Пифагору российский гость не понравился.
Под злобный лай возбужденного пса его мость генерал-фельдмаршал Репнин потягивал из фарфоровой чашки душистый кофе — сами Лёдники модный напиток не пили, потому что занудный доктор утверждал, будто кофе вреден для сердца, но для любителей держали. Что это за шляхетский дом, где нет ни кофе, ни табака? Табакерка, кстати, тоже присутствовала: золотая, круглой формы, усыпанная изумрудами, с вензелем новой российской императрицы: гость демонстративно вынул ее из кармана. Такими драгоценными безделушками Екатерина одаривала особо приближенных. Репнин окинул острым взглядом Саломею Лёдник, которая принесла конфетницу с марципанами:
— Слухи не врут. Ах, как жаль, что вам не пятнадцать лет, моя пани!
Саломея недоумевающе вскинула брови, и гость объяснил:
— Тогда я бы обязательно устроил ваше похищение, научил светскому обхождению и продал вас за бешеные деньги какому-нибудь королю, вы стали бы фавориткой и помогли мне в моих небольших интригах.
Пан Николай умудрялся говорить с такой веселой, добрейшей легкостью, что невозможно было ни возмущаться, ни обижаться, — хотя сказанное не было шуткой. Саломея улыбнулась:
— Значит, мне нужно благодарить Бога, что я достаточно стара.
По лицу Лёдника, такому достойно-каменному, пробежала незаметная для посторонних опасная тень. Репнин, хотя и никакой не красавец со своим худым вытянутым лицом, был удачным охотником на амурном фронте, о его романе с пани Изабеллой Чарторыйской, в девичестве Флемминг, много болтали, так что профессор с удовольствием обошелся бы без его комплиментов в адрес жены.

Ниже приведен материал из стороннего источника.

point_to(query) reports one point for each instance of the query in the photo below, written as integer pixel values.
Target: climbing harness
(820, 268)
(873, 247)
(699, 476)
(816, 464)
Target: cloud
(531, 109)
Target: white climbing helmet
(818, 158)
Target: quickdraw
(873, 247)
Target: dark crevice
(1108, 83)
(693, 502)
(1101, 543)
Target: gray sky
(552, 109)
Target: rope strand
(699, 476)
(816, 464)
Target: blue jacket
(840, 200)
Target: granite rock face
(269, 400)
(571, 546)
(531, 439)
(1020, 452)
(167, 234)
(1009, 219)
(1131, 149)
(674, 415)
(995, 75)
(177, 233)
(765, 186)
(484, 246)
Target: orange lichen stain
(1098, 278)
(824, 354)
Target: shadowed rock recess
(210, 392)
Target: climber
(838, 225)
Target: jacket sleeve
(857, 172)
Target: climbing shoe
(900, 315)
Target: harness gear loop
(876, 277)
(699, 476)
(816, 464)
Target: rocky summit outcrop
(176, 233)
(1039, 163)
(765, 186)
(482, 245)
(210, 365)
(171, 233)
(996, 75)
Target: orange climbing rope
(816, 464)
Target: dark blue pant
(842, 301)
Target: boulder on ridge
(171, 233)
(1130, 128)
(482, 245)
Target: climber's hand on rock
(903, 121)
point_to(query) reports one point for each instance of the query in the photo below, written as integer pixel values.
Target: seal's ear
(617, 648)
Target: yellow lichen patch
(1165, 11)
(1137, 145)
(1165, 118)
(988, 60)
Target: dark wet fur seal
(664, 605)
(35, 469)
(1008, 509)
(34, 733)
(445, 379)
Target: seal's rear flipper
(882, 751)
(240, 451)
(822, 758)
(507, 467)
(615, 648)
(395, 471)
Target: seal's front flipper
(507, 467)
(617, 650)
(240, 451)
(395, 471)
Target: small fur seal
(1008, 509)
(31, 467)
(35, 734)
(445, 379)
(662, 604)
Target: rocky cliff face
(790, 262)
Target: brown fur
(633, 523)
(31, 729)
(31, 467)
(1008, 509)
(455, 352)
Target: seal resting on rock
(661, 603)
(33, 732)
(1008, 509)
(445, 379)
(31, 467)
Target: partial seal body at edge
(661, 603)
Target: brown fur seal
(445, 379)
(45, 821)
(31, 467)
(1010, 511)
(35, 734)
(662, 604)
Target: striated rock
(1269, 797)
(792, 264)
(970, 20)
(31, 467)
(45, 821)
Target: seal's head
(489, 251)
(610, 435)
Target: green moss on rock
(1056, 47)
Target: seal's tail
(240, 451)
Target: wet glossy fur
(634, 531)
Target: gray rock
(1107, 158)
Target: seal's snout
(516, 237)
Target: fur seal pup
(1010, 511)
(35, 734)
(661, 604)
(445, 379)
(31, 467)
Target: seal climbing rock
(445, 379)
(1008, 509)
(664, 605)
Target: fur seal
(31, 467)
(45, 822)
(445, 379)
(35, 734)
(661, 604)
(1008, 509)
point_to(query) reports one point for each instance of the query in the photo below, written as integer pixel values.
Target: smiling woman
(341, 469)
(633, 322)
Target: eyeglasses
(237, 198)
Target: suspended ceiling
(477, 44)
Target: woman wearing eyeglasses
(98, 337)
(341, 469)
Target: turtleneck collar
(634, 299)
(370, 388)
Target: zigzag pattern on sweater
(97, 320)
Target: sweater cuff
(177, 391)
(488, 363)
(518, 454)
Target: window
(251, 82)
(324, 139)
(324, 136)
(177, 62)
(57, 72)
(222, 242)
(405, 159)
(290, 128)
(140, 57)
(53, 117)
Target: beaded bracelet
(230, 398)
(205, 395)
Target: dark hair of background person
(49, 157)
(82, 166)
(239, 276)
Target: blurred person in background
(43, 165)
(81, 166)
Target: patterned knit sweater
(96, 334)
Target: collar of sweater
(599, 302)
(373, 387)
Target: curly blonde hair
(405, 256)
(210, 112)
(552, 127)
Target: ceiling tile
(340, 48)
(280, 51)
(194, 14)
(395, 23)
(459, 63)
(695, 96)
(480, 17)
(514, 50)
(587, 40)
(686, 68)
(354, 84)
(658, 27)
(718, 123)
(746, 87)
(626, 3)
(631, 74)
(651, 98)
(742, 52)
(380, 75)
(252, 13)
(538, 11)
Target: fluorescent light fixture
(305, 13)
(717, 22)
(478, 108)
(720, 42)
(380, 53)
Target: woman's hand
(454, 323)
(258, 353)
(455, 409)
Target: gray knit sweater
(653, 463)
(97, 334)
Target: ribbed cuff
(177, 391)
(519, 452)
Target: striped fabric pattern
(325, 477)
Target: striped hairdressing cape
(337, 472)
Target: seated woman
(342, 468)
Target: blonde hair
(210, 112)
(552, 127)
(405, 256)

— Может быть, мы все-таки перейдем к делу, Ваша светлость?
Репнин непринужденно отхлебнул кофе, отставив мизинец с длинным
полированным ногтем, и мечтательно уставился на нарисованного Аристотеля, будто в позолоченной раме красовался не мрачный старый философ, а полуобнаженная Диана.
— Ах, эти дела. И серьезный подход к ним. Юмор — вот что спасает человечество от взаимного уничтожения, ибо невозможно убить того, кто тебя рассмешил. А вы такой серьезный, пан профессор. Я долго собирал о вас сведения.